Coalition Ministers are coming under increasing pressure to ditch their Health and Social Care Bill, which would put GPs in control of much of the NHS budget.
Washington and Sunderland West MP Sharon Hodgson, a vociferous opponent of the mammoth shake-up, chopped into Lib Dem leader Nick Clegg in a House of Commons debate.
She referred to Harry Potter star Daniel Radcliffe’s decision to ditch his support for the Lib Dems, saying the party had lost their magic and were being “used” by the Tories.
Mrs Hodgson said: “I am sure that the Deputy Prime Minister was rather disappointed to be described as the Government’s ‘whipping boy’ by one of his high-profile celebrity backers.
“One way in which he could cast off that awful image is by demanding that his Tory masters drop this disastrous and unwanted Health and Social Care Bill.
“Will he do so, and does he actually think that the Health Secretary is doing a good job?”
Mr Clegg hit back at Mrs Hodgson, however, claiming she was under a spell if she could not see her party had failed the NHS.
He said: “I think that the honourable Lady was referring to Harry Potter.
“I suppose that the Labour Party and Harry Potter have something in common – they both believe in magic.
“How else can we explain the Labour party’s economic policies and its complete, collective amnesia about its responsibility for failing to run the National Health Service effectively so that, as in so many other areas, we have to clear up the mess that it left behind?”
A number of health care bodies have now spoken out against the Government plans, which would spell the biggest shake-up since the founding of the NHS in 1948.
The Bill would see GPs and other clinicians will be given much more responsibility for NHS spending in England, tasking them with commissioning services, and is aimed at encouraging competition with the private sector.

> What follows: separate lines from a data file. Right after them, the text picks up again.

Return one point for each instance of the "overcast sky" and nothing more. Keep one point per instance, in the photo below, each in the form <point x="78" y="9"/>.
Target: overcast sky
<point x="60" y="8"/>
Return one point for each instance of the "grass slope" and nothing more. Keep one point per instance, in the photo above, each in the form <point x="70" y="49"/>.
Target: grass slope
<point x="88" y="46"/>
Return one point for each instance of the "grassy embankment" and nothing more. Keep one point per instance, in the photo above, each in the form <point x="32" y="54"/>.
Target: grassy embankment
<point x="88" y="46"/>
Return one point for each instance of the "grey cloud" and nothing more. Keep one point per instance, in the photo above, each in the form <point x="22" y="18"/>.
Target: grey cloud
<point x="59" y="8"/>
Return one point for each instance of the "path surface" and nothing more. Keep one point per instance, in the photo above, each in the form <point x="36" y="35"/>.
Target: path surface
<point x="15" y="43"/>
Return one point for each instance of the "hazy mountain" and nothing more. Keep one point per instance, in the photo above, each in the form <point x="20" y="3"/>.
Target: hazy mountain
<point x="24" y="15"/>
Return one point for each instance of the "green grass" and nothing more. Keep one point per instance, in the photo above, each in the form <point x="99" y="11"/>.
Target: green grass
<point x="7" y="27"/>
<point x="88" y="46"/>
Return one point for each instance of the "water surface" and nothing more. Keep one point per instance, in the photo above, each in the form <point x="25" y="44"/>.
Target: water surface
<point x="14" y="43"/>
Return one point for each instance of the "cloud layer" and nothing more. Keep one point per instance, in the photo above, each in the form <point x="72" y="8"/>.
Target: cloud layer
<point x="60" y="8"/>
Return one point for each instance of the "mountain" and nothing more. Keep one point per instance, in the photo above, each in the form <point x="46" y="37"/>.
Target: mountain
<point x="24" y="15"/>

The Faculty of Public Health became the latest healthcare body to call for the Bill to be dropped “in the best interests of everyone’s health” when it spoke out yesterday. But 54 NHS Trust directors backed the plan in a letter to the Times newspaper, saying there are “sound medical and clinical reasons” for it.
Downing Street has already had to rally to Health Secretary Andrew Lansley’s defence this week after an anonymous quote in the Times, attributed to a Downing Street source, suggesting the health secretary should be “taken out and shot” over the policy.